Punto de vista de Freya
No esperaba que nadie me molestara esta noche. Después de la misión, después de los vientos de la tormenta y la adrenalina de volar hacia el peligro, pensé que el silencio de mis aposentos en el complejo Stormveil finalmente calmaría mis nervios. Acababa de apagar el último resplandor de la linterna cuando la puerta se abrió con un chirrido y una sombra entró.
Silas.
El Alfa de la Coalición Ironclad se comportaba con la misma gravedad que llevaba en el campo de batalla, pero esta noche, algo en su postura estaba inquieto, como un lobo que camina demasiado tiempo dentro de una jaula. Sus ojos plateados encontraron los míos, y por un instante, olvidé respirar.

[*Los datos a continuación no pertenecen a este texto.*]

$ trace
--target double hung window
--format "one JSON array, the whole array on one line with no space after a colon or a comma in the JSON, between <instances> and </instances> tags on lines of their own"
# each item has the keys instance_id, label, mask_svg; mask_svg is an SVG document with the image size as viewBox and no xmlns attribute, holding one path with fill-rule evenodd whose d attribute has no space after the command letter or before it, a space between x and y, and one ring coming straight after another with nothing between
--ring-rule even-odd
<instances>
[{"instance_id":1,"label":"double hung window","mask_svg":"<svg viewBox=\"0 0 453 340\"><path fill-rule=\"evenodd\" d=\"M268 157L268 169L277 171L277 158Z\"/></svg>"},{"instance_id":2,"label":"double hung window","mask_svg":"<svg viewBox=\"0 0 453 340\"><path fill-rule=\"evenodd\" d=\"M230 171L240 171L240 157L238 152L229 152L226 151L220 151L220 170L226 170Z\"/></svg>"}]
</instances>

—¿Hay algo mal? —pregunté, con la voz baja.
Vaciló solo un momento antes de responder: —No puedo dormir.
Incliné la cabeza. —¿No puedes dormir? Eso no es típico de ti.
Su mandíbula se tensó. —Cada vez que cierro los ojos, te veo en esa tormenta, tu helicóptero inclinándose contra el vendaval. Desapareciste entre las nubes, y todo en lo que podía pensar era... ¿y si nunca te volvía a ver? —Su voz era más suave de lo que jamás la había escuchado, el acero despojado, dejando solo una honestidad cruda.
Me crucé de brazos, aunque mi lobo se agitaba inquieto bajo mi piel. Silas Whitmor no era un hombre que admitiera debilidad. Que me dijera esto a mí era... peligroso. —Sabías que estaría bien. He volado en peores condiciones.
—Sé de tu habilidad —dijo, bajando la mirada por un instante—, pero saber no detiene el miedo. No cuando se trata de ti.
Algo en mi pecho se apretó. Quería decirle que entendía, pero eso habría sido demasiado. Demasiado cercano. Así que en su lugar, arqueé una ceja. —¿Y qué? ¿Quieres que te cuente un cuento para dormir?
Sus labios se curvaron, apenas perceptibles pero reales. —No soy un niño.
—Entonces, ¿qué es lo que quieres, Silas?
Sus ojos se clavaron en los míos, fieros e inflexibles incluso en su vulnerabilidad. —Quiero dormir aquí. Contigo.
Mi corazón dio un vuelco. ¿Dormir? Mi mente tropezó con la palabra, preguntándose qué significado pretendía. Mi lobo aguzó las orejas, curioso, tentado. —¿Quieres decir... en mi cama?
Se acercó, lo suficientemente cerca como para sentir el calor que irradiaba de él. —Sí. Esta noche no puedo descansar solo. Tengo miedo...
—¿Miedo? —eco. El miedo no era una palabra que le perteneciera. No a Silas Whitmor, que había desafiado a ejércitos sin pestañear.